All forms of Indigenous Justice work involve relationship building. The past year has been one of developing relationships with members of the Squamish Nation and being introduced to Shain Jackson and invited to his Spirit
Works facility in North Vancouver. Relationship building is already beginning, although it’s in early stages with the Native Education Centre (NEC) and more will be said about this in 2022.
September 30 was Orange Shirt Day, and the first Day for Truth and Reconciliation in Canada. It was spent walking with Residential School Survivors and community members from the Friendship Centre to Grandview Park. Later that afternoon, at the request of Tk’emlups te Secwepemc people, an Honour Song for the Missing Children was sung at the Port Moody Hatchery and many other places across Canada.

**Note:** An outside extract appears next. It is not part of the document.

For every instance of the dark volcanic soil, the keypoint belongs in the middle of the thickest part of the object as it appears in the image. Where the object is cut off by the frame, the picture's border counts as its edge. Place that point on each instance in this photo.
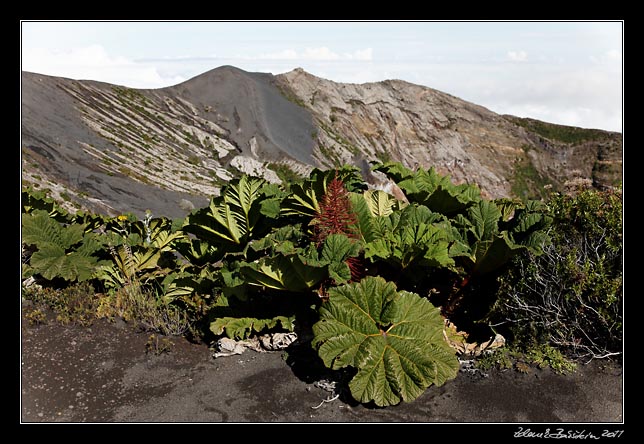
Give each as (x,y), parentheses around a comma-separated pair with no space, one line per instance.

A developing partnership has formed with Algonquin craftsman Sabian Rawcliffe by funding sessions where 30 Residential School Survivors and Youth each created their own drum through Britannia Community Centre.
Conversations have been happening and plans are developing for activities in many parishes including: St. John the Apostle, Port Moody; St. Anselm, Point Grey; St. Philip, Dunbar; St. Faith, Oakridge; Holy Trinity Cathedral, New Westminster; St. Cuthbert, Delta; and St. Alban the Martyr, Burnaby.
Urban Aboriginal Ministry (UAM) has been finding its way after the tragic and untimely death of its priest and founder, the Rev. Vivian Seegers. Meetings have taken place and conversations have focused on what can be done
to support Vivian’s work and ministry. Two activities, the Drum Circle and the Food Ministry have been identified as works to be supported. The Friday Drum Circle takes place at St. Mary Magdalene followed by a meal prepared by Steven Seegerts, Vivian’s son. Plans are in the works with Christ Church Cathedral for a summer event working with the Maundy Ministries. Discernment for the future is taking place while plans are being made for the Christmas Feast that has been a highlight for so many through the years. Vivian is missed and her work continues through her family and the community that has developed.